Palocci, que chegou a ser um dos homens mais poderosos e próximos de Lula, foi preso em 2016 e, em 2018, fechou acordo de delação premiada, admitindo o recebimento e a distribuição de propinas que somariam mais de R$ 333 milhões. Como parte do acordo, desembolsou R$ 37,5 milhões em multas para garantir benefícios judiciais.
O julgamento aconteceu em sessão virtual. Nunes Marques havia pedido mais tempo para analisar o processo em abril e, agora, fechou o placar em favor do ex-ministro.

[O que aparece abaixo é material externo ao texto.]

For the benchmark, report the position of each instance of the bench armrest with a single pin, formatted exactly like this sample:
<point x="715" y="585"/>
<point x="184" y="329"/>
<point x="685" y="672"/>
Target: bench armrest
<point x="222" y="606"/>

O relator, Toffoli, defendeu que Palocci, assim como Lula, foi alvo de um “conluio” entre o então juiz Sergio Moro e os procuradores da Lava Jato em Curitiba. Para ele, esse vício tornaria nulos todos os atos praticados contra o ex-ministro no contexto da operação.
Fachin discordou e foi categórico: não seria possível estender a Palocci a decisão que beneficiou Lula, já que os casos não eram idênticos. Ele ainda lembrou que os diálogos da Operação Spoofing, usados para sustentar a tese do conluio, “são graves e precisam ser apurados”, mas não poderiam servir como prova, pois não passaram por perícia oficial. André Mendonça também votou nessa linha, defendendo que o pedido fosse analisado em outras instâncias.
A Procuradoria-Geral da República (PGR) recorreu da decisão, pedindo o restabelecimento das ações penais contra Palocci. Para o procurador-geral Paulo Gonet, os indícios contra o ex-ministro foram levantados a partir de várias fontes independentes e não se sustentaria a tese de anulação ampla.
O caso reacende o debate sobre os efeitos das anulações da Lava Jato. Lula foi o primeiro a ser beneficiado pelo entendimento do STF, e agora Palocci se junta à lista de políticos e empresários que conseguiram derrubar suas condenações na Corte.